Rage
RAGE, noun [Heb. to grind or gnash the teeth.]
1. Violent anger accompanied with furious words, gestures or agitation; anger excited to fury. Passion sometimes rises to rage
Torment and loud lament and furious rage
2. Vehemence or violent exacerbation of any thing painful; as the rage of pain; the rage of a fever; the rage of hunger or thirst.
3. Fury; extreme violence; as the rage of a tempest.
4. Enthusiasm; rapture.
Who brought green poesy to her perfect age, and made that art which was a rage
5. Extreme eagerness or passion directed to some object; as the rage for money.

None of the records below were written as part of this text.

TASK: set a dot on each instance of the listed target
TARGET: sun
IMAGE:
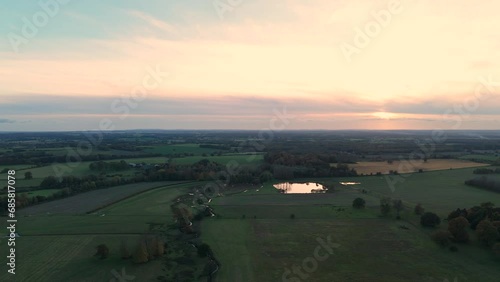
(384, 115)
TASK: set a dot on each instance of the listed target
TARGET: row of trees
(109, 166)
(147, 249)
(485, 182)
(484, 219)
(486, 171)
(286, 166)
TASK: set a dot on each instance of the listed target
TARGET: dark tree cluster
(485, 182)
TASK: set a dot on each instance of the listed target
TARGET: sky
(240, 64)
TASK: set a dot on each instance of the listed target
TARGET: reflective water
(300, 188)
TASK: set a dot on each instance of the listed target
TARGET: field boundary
(136, 194)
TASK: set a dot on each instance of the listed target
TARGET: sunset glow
(421, 66)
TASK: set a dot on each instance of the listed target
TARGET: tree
(442, 237)
(487, 233)
(398, 206)
(496, 249)
(358, 203)
(204, 250)
(141, 254)
(419, 210)
(430, 219)
(458, 228)
(28, 175)
(102, 251)
(124, 250)
(160, 246)
(385, 206)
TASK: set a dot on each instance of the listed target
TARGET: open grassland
(368, 250)
(224, 159)
(178, 149)
(439, 191)
(478, 158)
(82, 168)
(61, 247)
(85, 202)
(407, 167)
(70, 258)
(258, 224)
(43, 192)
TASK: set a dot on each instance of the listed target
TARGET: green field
(238, 158)
(69, 255)
(179, 149)
(478, 158)
(255, 238)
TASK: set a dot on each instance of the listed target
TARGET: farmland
(71, 251)
(409, 167)
(92, 200)
(274, 242)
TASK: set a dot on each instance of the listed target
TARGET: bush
(204, 250)
(487, 233)
(458, 228)
(419, 210)
(358, 203)
(102, 251)
(496, 249)
(442, 237)
(430, 219)
(385, 206)
(141, 254)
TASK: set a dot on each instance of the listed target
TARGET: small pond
(300, 188)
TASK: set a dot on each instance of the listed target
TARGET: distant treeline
(42, 158)
(109, 166)
(485, 182)
(289, 166)
(486, 171)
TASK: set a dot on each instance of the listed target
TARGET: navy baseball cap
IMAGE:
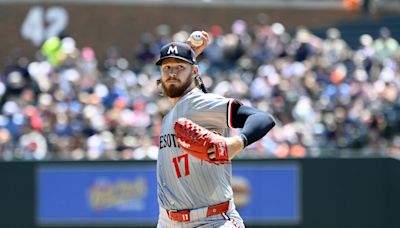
(177, 50)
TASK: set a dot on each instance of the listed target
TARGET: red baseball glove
(196, 140)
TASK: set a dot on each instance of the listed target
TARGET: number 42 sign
(41, 24)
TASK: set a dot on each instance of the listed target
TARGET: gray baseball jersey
(185, 182)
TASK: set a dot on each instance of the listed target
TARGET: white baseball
(196, 38)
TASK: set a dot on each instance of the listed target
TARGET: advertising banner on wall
(126, 194)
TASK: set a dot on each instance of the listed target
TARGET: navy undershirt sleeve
(255, 124)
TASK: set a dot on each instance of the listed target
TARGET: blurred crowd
(327, 98)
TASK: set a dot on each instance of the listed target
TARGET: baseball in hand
(196, 38)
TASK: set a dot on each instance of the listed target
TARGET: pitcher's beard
(173, 91)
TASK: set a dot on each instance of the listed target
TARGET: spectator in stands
(323, 94)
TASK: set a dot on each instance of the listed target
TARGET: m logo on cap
(172, 49)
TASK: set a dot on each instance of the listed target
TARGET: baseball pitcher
(193, 167)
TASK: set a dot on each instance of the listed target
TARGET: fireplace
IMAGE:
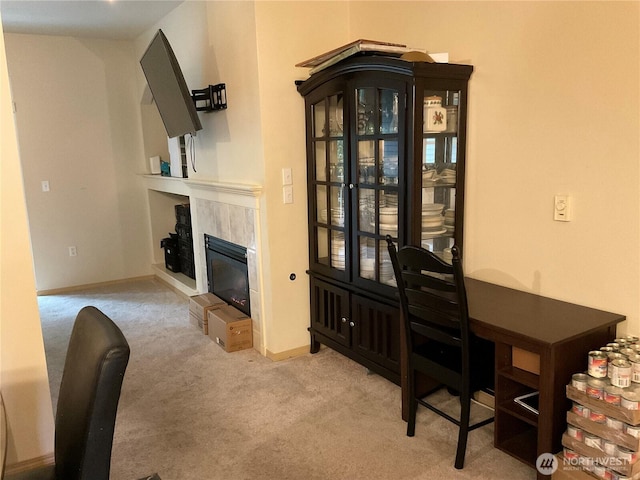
(227, 273)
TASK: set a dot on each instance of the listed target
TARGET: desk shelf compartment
(517, 431)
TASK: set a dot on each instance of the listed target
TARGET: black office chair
(94, 368)
(433, 304)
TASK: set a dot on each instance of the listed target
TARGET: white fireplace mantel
(245, 195)
(230, 211)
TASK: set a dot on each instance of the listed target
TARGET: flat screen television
(169, 88)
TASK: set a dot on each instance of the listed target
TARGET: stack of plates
(366, 268)
(386, 271)
(337, 253)
(432, 208)
(448, 176)
(389, 215)
(337, 217)
(432, 220)
(449, 219)
(388, 229)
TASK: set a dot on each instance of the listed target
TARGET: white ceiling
(112, 19)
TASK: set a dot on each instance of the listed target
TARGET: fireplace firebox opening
(227, 272)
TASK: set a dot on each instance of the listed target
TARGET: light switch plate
(287, 194)
(562, 208)
(287, 176)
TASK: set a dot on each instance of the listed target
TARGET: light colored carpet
(191, 411)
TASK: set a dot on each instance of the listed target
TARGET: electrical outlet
(562, 208)
(287, 176)
(287, 194)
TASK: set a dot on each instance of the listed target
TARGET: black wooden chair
(94, 368)
(433, 305)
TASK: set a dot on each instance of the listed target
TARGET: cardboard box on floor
(199, 305)
(230, 328)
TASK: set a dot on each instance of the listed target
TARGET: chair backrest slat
(432, 298)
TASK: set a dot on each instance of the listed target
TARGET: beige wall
(23, 373)
(554, 108)
(79, 128)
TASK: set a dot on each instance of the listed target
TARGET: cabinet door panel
(330, 311)
(378, 155)
(327, 172)
(376, 332)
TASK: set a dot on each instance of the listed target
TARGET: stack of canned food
(605, 415)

You purchase pain with all that joy can give, and die of nothing but a rage to live.
RAGE, verb intransitive
1. To be furious with anger; to be exasperated to fury; to be violently agitated with passion.
At this he inly rag'd.
2. To be violent and tumultuous.
Why do the heathen rage? Psalms 2:1.
3. To be violently driven or agitated; as the raging sea or winds.
4. To ravage; to prevail without restraint, or with fatal effect; as, the plague rages in Cairo.
5. To be driven with impetuosity; to act or move furiously.
The chariots shall rage in the streets. Nahum 2.
The madding wheels of brazen chariots rag'd.